It's only politically feasible when the folks you're telling to live somewhere else are a political minority, and, to be honest, until the last few years, that's been the the only response. Now that millennials are becoming the dominant political force, it's just not going to fly.

In cities in California they are literally creating company town-style housing for educators and other jobs that cities cannot afford to compensate with enough money to afford housing. Anyone who isn't directly benefiting from the system can trivially understand how inefficient and absurd it is, but the fact is that people who are benefiting from the system are wildly over-represented in terms of active voters. That's obviously changing.



But those cities with housing problems aren’t having those problems due to natural population growth, the cities are definitely growing via from outside immigration (whether in country or not). Their children have nowhere to live because a bunch of richer outsiders outbid them for housing. You don’t here about a housing crisis in Californian cities like Bakersfield or Chico, because their is no demand for people to move to those places.

The worst thing a city can do for housing affordability is simply having a bunch of high paying jobs that attract people to move in. In that case, it doesn’t matter if you build like crazy as in Beijing or Shanghai, or if you have minimal zoning like Tokyo or Houston, housing costs are going to soar because people will want to move there, and you won’t be able to satisfy demand without raising prices.


You speculate a lot in this post, but have zero citations to back it up. I'm explaining the basics of what we should expect to cause a nation wide housing crisis. Unsurprisingly, the housing crisis is nation wide.

>In that case, it doesn’t matter if you build like crazy as in Beijing or Shanghai, or if you have minimal zoning like Tokyo or Houston, housing costs are going to soar because people will want to move there, and you won’t be able to satisfy demand without raising prices.

This is objectively false.


> I'm explaining the basics of what we should expect to cause a nation wide housing crisis. Unsurprisingly, the housing crisis is nation wide.

A nation wide housing crisis in a few select cities where people want to live? Or a "nation wide" crisis that you can't solve even by moving to Detroit or Bakersville? Because I"m pretty sure I started this with:

> Why isn’t “go live somewhere else” a part of the answer though?

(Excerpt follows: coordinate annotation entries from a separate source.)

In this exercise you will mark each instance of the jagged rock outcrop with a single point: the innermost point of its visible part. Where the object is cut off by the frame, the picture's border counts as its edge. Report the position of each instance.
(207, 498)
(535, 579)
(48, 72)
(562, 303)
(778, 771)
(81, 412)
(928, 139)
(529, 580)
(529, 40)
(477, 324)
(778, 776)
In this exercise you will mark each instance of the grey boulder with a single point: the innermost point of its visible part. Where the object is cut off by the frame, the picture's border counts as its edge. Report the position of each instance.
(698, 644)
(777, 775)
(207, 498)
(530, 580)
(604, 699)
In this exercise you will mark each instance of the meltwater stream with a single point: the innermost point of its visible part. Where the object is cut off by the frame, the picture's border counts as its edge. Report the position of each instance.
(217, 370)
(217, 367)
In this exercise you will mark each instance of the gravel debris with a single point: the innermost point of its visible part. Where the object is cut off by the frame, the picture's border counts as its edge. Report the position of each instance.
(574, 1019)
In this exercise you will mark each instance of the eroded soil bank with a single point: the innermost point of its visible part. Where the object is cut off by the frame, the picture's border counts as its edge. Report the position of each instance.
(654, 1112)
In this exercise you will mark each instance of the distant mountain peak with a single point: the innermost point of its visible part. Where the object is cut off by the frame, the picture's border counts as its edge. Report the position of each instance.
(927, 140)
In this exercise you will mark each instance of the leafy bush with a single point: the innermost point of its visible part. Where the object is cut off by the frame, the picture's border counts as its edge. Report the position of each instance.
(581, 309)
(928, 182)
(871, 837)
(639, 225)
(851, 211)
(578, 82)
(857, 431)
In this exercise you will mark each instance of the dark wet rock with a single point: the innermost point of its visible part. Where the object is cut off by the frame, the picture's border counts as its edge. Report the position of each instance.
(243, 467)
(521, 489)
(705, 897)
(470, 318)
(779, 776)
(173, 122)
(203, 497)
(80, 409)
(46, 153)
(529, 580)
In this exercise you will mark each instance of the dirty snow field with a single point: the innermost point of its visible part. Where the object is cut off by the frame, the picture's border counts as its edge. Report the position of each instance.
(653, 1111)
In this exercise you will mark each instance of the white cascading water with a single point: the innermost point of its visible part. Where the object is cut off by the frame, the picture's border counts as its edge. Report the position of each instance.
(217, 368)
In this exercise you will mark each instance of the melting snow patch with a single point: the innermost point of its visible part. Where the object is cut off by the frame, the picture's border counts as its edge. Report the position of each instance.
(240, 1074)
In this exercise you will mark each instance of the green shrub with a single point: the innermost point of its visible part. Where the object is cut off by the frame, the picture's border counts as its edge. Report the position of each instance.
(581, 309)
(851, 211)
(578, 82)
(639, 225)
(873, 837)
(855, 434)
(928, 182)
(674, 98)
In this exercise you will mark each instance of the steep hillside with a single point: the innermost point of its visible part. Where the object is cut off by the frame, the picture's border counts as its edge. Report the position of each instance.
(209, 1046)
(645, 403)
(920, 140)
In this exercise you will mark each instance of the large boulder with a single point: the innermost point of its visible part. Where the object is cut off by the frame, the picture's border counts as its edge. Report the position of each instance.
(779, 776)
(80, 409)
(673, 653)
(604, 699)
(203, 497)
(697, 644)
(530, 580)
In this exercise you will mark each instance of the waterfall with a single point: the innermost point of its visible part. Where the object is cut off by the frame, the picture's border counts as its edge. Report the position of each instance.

Meaning, we all can't live in Seattle, LA, Portland, or San Francisco, so why make that a right that can't be satisfied? All of these are already dense cities by American standards, and its clear, looking at plenty of examples from around the world, that popular city densities can increase a long time before there is any real impact in the housing market (I don't think any popular city has tried building itself out of its own local housing crisis before...they just give up to the market eventually, or call for a fixed set of winners via rent control or national subsidized Singaporean flats).

You are just refusing to see the obvious. Having lived in Beijing for 9 years and Lausanne for 2 years, I see absolutely nothing special about California’s housing market that exempts it from supply and demand economics that the rest of the world is forced to follow.

> You speculate a lot in this post, but have zero citations to back it up.

If you live in a glass house, it isn’t very wise to throw stones (i.e. you didn't provide any citations either).


> Because "go live somewhere else" is unsustainable in the long run.

You want to ignore the underlying political problem with “go live somewhere else” and it is the only reason it’s being discussed in the first place.